Perhaps “semantifying” metadata could be a new job for metadata aggregators like IMLS DCC. I could image a service provider adding a processes to their workflow that would append URIs for known controlled vocabulary terms to aggregated records or provide new URIs for things that didn’t have one already. This seems to point towards the top layer of the semantic layer cake – that of trust. Is it necessary to know who has the “authoritative” URI for a resource or property? What are the politics/social issues involved in taking responsibility for URIs for someone else’s “things?” If there are multiple URIs, how do I know that they point towards same “thing?” Should I mint a new URI for one that has failed?
At times I feel like the “Semantic Web” buzz is just swapping in a new technical platform without really addressing the social problems that prevented us from achieving similar goals with older technologies like XML. Jerry McDonough discusses his concerns with regards to XML in his recent Balisage article, “Structural Metadata and the Social Limitation of Interoperability: A Sociotechnical View of XML and Digital Library Standards Development.”:
Like a rope, [XML] is extraordinarily flexible; unfortunately, just as with rope, that flexibility makes it all too easy to hang yourself.

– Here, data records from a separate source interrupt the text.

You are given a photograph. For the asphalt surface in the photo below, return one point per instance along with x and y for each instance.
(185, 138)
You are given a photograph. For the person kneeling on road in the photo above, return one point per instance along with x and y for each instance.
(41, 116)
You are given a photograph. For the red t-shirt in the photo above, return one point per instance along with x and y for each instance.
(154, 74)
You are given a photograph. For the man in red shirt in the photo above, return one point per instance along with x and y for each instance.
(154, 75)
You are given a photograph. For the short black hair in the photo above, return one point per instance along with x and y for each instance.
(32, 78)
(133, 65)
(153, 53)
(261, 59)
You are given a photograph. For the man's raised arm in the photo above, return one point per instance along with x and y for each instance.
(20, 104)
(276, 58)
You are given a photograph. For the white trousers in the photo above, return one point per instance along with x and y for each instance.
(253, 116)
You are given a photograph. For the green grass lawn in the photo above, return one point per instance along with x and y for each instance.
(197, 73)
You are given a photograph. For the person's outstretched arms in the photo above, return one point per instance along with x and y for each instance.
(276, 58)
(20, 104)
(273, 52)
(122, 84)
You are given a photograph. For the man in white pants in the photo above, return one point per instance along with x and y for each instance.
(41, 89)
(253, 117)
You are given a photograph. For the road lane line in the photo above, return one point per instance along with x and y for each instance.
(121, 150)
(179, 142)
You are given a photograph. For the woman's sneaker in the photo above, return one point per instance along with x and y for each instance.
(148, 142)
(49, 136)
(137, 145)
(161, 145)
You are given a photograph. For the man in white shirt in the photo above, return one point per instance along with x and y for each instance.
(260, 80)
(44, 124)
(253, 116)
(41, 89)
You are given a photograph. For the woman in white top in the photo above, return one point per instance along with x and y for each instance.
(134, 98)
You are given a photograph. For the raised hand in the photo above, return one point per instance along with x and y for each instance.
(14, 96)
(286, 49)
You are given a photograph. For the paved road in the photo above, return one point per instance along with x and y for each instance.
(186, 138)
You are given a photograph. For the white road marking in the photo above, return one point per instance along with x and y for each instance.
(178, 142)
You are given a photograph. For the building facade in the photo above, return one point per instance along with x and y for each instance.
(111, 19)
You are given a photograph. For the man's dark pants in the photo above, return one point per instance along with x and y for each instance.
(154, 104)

In the case of the semantic web, I may be less worried about hanging myself and more worried that the rope I’m hanging onto might be cut someone up above at any time – sending me and my metadata into the abyss. It also seems that addressing some of these concerns could encourage more uptake of semantic web technologies, especially where social/political/financial commitments are required to make it happen. Looking back to the lessons we’ve learned (or have yet to learn) from our experiences with XML, metadata interoperability, and shareability would make me feel more comfortable relying on the “cloud.”